Modified cosmology from extended entropy with varying exponent

Shin’ichi Nojiri; Sergei D. Odintsov; Emmanuel N. Saridakis

doi:10.1140/epjc/s10052-019-6740-5

2021 Impact factor 4.991

Particles and Fields

Open Access

Eur. Phys. J. C (2019) 79: 242
https://doi.org/10.1140/epjc/s10052-019-6740-5

Regular Article - Theoretical Physics

Modified cosmology from extended entropy with varying exponent

Shin’ichi Nojiri¹^,2^,7, Sergei D. Odintsov³^,4^,8 and Emmanuel N. Saridakis⁵^,6^*

¹ Department of Physics, Nagoya University, Nagoya, 464-8602, Japan
² Kobayashi-Maskawa Institute for the Origin of Particles and the Universe, Nagoya University, Nagoya, 464-8602, Japan
³ Institut de Ciencies de lEspai (IEEC-CSIC), Campus UAB, Carrer de Can Magrans, s/n 08193 Cerdanyola del Valles, Barcelona, Spain
⁴ Institució Catalana de Recerca i Estudis Avançats (ICREA), Passeig Lluís Companys, 23, 08010, Barcelona, Spain
⁵ Department of Physics, National Technical University of Athens, Zografou Campus GR 157 73, Athens, Greece
⁶ Department of Astronomy, School of Physical Sciences, University of Science and Technology of China, Hefei, 230026, China
⁷ Tomsk State Pedagogical University, 634061, Tomsk, Russia
⁸ Int.

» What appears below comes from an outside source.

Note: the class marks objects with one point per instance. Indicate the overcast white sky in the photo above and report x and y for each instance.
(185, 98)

Lab. of Theor. Cosmology, TUSUR, 634050, Tomsk, Russia

^* e-mail: Emmanuel_Saridakis@baylor.edu

Received: 3 December 2018
Accepted: 3 March 2019
Published online: 16 March 2019

Abstract

We present a modified cosmological scenario that arises from the application of non-extensive thermodynamics with varying exponent. We extract the modified Friedmann equations, which contain new terms quantified by the non-extensive exponent, possessing standard CDM cosmology as a subcase. Concerning the universe evolution at late times we obtain an effective dark energy sector, and we show that we can acquire the usual thermal history, with the successive sequence of matter and dark-energy epochs, with the effective dark-energy equation-of-state parameter being in the quintessence or in the phantom regime. The interesting feature of the scenario is that the above behaviors can be obtained even if the explicit cosmological constant is set to zero, namely they arise purely from the extra terms. Additionally, we confront the model with Supernovae type Ia and Hubble parameter observational data, and we show that the agreement is very good. Concerning the early-time universe we obtain inflationary de Sitter solutions, which are driven by an effective cosmological constant that includes the new terms of non-extensive thermodynamics. This effective screening can provide a description of both inflation and late-time acceleration with the same parameter choices, which is a significant advantage.